October 23, 2025, 6:17 pm | Read time: 5 minutes
During menopause, muscle loss progresses and the risk of porous bones (osteoporosis) increases–but targeted training can counteract this. FITBOOK author Nina Ponath asked a personal trainer how this should ideally look.
When the hormones estrogen and progesterone decrease between the ages of about 45 and 55, it is colloquially referred to as “menopause.” Similar to puberty, the female body undergoes many changes that can be accompanied by various symptoms. They also have long-term effects on health. Estrogen protects bones and muscles. The age-related decline accelerates muscle loss (sarcopenia), reduces bone density, and increases the risk of osteoporosis. Often, fat distribution shifts toward the so-called unhealthy belly fat. Fortunately, the right training can counteract this.
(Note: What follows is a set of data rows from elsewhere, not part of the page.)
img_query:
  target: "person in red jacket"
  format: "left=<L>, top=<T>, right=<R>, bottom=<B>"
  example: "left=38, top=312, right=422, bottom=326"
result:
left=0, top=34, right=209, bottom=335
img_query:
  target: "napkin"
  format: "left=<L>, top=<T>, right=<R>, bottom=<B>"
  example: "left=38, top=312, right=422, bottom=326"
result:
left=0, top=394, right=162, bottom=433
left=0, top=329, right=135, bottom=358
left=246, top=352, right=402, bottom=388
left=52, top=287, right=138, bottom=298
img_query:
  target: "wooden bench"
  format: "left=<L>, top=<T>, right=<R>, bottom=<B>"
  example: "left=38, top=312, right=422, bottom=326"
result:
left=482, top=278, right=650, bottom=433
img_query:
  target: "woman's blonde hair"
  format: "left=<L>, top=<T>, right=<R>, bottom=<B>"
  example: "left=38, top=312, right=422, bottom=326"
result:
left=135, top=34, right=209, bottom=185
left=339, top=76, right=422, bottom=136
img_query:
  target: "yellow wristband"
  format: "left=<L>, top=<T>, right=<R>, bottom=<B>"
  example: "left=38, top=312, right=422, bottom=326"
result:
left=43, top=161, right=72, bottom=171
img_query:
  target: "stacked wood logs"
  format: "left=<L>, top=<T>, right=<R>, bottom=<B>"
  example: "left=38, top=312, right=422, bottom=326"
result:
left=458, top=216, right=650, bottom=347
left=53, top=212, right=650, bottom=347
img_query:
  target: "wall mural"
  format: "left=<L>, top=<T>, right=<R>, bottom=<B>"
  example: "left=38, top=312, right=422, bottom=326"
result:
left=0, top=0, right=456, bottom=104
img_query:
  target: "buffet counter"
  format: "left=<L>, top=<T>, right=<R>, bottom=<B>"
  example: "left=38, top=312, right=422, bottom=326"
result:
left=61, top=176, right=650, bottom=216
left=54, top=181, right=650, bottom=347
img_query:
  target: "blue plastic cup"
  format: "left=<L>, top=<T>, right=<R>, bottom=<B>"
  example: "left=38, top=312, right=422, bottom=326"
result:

Supporting the Body with Exercise
Sport scientist and personal trainer Andreas Heumann from Berlin knows how important it is to support the body through exercise during this phase of life. The hormonal changes during menopause are one of the main reasons his clients seek him out, the trainer explained to FITBOOK. Unfortunately, the hormone decline also affects weight on the scale: “If you don’t counteract it, you can expect muscle loss and a decrease in lean mass simply due to aging.”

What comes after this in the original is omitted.